Tier 4 nonroad engines must also meet not-to-exceed standards (NTE), which are measured without reference to any specific test schedule. The NTE standards became effective in 2011 for engines above 130 kW; in 2012 for 56-130 kW; and in 2013 for engines below 56 kW. In most engines, the NTE limits are set at 1.25 times the regular standard for each pollutant. In engines certified to NOx standards below 2.5 g/kWh or PM standards below 0.07 g/kWh, the NTE multiplier is 1.5. The NTE standards apply to engines at the time of certification, as well as in use throughout the useful life of the engine. The purpose of the added testing requirements is to prevent the possibility of “defeating” the test cycle by electronic engine controls.

Certification Fuels. Fuels with sulfur levels no greater than 0.2 wt% (2,000 ppm) were used for certification testing of Tier 1-3 engines. From 2011, all Tier 4 engines are tested using fuels of 7-15 ppm sulfur content. The transition from the 2000 ppm S specification to the 7-15 ppm specification took place in the 2006-2010 period (see Certification Diesel Fuel).

A change from measuring total hydrocarbons to nonmethane hydrocarbons (NMHC) has been introduced in the 1998 rule. Since there is no standardized EPA method for measuring methane in diesel engine exhaust, manufacturers can either use their own procedures to analyze nonmethane hydrocarbons or measure total hydrocarbons and subtract 2% from the measured hydrocarbon mass to correct for methane.
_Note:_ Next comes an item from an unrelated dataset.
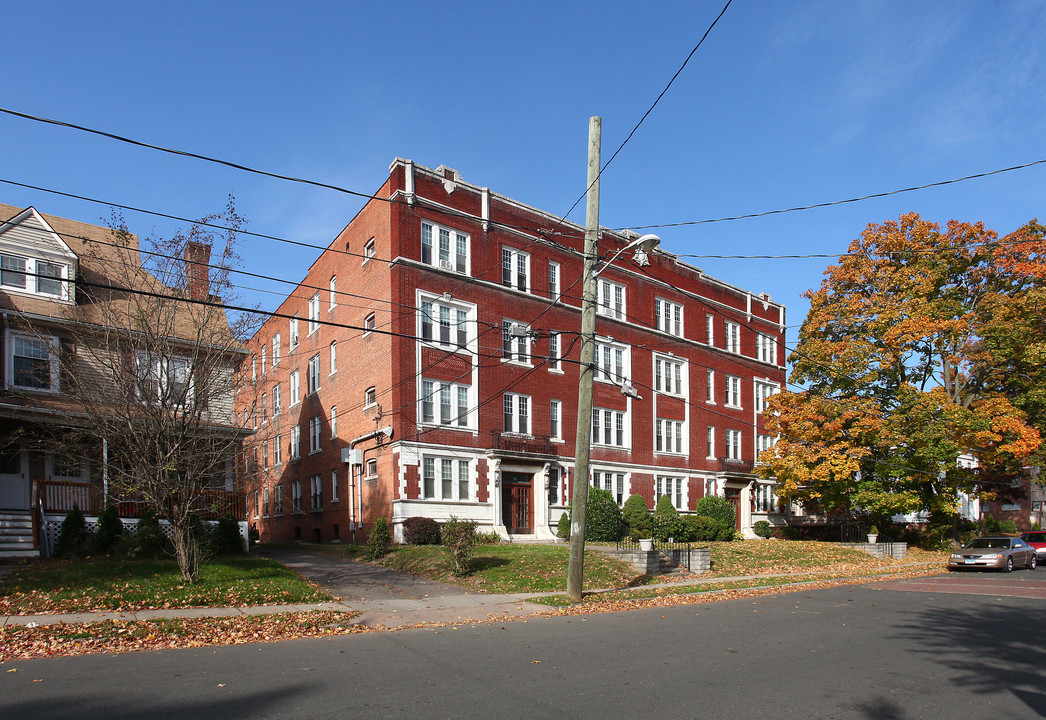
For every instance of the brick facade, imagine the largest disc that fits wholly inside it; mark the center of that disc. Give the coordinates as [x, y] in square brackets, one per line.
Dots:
[427, 282]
Environmental Benefit and Cost

1998 Regulation

At the time of signing the 1998 rule, the EPA estimated that by 2010 NOx emissions would be reduced by about a million tons per year, the equivalent of taking 35 million passenger cars off the road.

The costs of meeting the emission standards were expected to add under 1% to the purchase price of typical new nonroad diesel equipment, although for some equipment the standards may cause price increases on the order of 2-3%. The program was expected to cost about $600 per ton of NOx reduced.

Tier 4 Regulation

When the full inventory of older nonroad engines are replaced by Tier 4 engines, annual emission reductions are estimated at 738,000 tons of NOx and 129,000 tons of PM. By 2030, 12,000 premature deaths would be prevented annually due to the implementation of the proposed standards.

The estimated costs for added emission controls for the vast majority of equipment was estimated at 1-3% as a fraction of total equipment price. For example, for a 175 hp bulldozer that costs approximately $230,000 it would cost up to $6,900 to add the advanced emission controls and to design the bulldozer to accommodate the modified engine.

EPA estimated that the average cost increase for 15 ppm S fuel would be 7 cents per gallon. This figure would be reduced to 4 cents by anticipated savings in maintenance costs due to low sulfur diesel.